Douglas left Renfrew in 1880 and headed south to England (meaning he was no longer eligible for further Scotland caps under the conventions of the time). There he joined Barrow Rangers (not today's Barrow Rangers), but after a short spell he signed for Blackburn Rovers.

Douglas was one of a triumvirate of Scottish professionals, alongside Fergus Suter and Hugh McIntyre, who provided the backbone of Blackburn Rovers' FA Cup success of the 1880s. To circumvent the rules on professionalism Douglas was found employment at Yate's Iron Foundry in the town and he quickly became a popular member of the club. His enthusiastic approach to the game was noted by the correspondent of the Blackburn Times in April 1882, when it was reported that Douglas 'is a bold player, and when fortune seems against the team becomes reckless of danger, dashing forward against any odds. He is an excellent wing player, and he and his partner understand each other perfectly. He divides with McIntyre the kicks from the right corner flag, and is frequently exceedingly successful in making them. In shooting at goal he is rather too apt to send the leather over the bar, but is, nevertheless, dangerous in front of goal, and is very valuable in a scrimmage'. His success was all the more remarkable because of his small build, but, in an era when brute force often triumphed over finesse, his Scot had sufficient skill to be able to make his mark on the game. When Douglas first joined Blackburn he operated on the right wing of a six–man attack, but when the club adopted the five–man front line he dropped back to right–half. Indeed, his versatility was such that he was drafted into the pivotal centre–half position on more than one occasion and was able to operate with supreme ease in this more demanding role.

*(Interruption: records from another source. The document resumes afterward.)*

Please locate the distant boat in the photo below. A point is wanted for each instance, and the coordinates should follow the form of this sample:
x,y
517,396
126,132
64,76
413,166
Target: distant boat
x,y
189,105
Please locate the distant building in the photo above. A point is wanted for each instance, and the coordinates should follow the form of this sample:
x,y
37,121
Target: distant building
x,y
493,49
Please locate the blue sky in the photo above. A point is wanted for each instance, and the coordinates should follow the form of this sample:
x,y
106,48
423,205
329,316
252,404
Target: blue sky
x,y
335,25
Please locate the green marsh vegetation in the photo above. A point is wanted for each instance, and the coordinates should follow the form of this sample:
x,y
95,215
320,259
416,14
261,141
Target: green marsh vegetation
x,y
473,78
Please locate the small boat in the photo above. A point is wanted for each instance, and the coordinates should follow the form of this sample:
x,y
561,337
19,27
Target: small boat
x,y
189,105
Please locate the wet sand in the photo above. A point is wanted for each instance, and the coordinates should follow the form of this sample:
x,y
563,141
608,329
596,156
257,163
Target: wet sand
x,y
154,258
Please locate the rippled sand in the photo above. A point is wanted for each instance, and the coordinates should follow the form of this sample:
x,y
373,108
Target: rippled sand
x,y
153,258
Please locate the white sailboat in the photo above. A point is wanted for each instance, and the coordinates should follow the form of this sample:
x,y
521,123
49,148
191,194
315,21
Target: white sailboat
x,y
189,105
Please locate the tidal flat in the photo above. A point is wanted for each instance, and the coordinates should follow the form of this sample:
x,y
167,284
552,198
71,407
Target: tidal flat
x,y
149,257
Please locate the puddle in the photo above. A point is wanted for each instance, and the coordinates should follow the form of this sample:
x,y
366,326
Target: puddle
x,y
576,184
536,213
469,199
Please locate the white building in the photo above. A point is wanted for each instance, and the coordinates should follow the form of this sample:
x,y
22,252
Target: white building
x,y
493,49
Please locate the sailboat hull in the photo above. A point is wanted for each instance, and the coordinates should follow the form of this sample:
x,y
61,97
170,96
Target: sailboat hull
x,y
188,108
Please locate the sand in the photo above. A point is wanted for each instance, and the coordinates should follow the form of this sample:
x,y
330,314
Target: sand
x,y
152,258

Douglas played in the first of four FA Cup Finals at Kennington Oval on 25 March 1882, when Blackburn Rovers became the first team to play in the event who were not based in the Home Counties or London. Blackburn lost 1–0 to Old Etonians in the 1882 FA Cup Final and Douglas played as a forward. He next played in the 1884 FA Cup Final when the opponents were Queen's Park of Glasgow; Rovers won 2–1 and Douglas played on the wing. Douglas's third Final was on 4 April 1885 when again Blackburn Rovers faced Queen's Park, winning 2–0. Douglas played as a forward. The 1886 FA Cup Final was an all–English affair when on 3 April 1886 Blackburn Rovers drew 0–0 with West Bromwich Albion. Douglas played as a forward. The replay was the following week and Rovers won 2–0 with Douglas as a forward again.

==Season 1888-1889==

Douglas made his League debut on 15 September 1888, playing as a wing-half against Accrington at Leamington Road, then home of Blackburn Rovers. The match ended in a 5–5 draw. He only missed one of the 21 League games played in season 1888–89, as Blackburn finished fourth. Douglas appeared in the two 1888–89 FA Cup semi-final matches Blackburn played against Wolverhampton Wanderers, which Blackburn lost after a replay.

At the end of his career, in 1892, Douglas had played 76 first–class matches (34 League matches and 42 FA Cup ties) for Blackburn Rovers, scoring eight goals, all in FA Cup ties.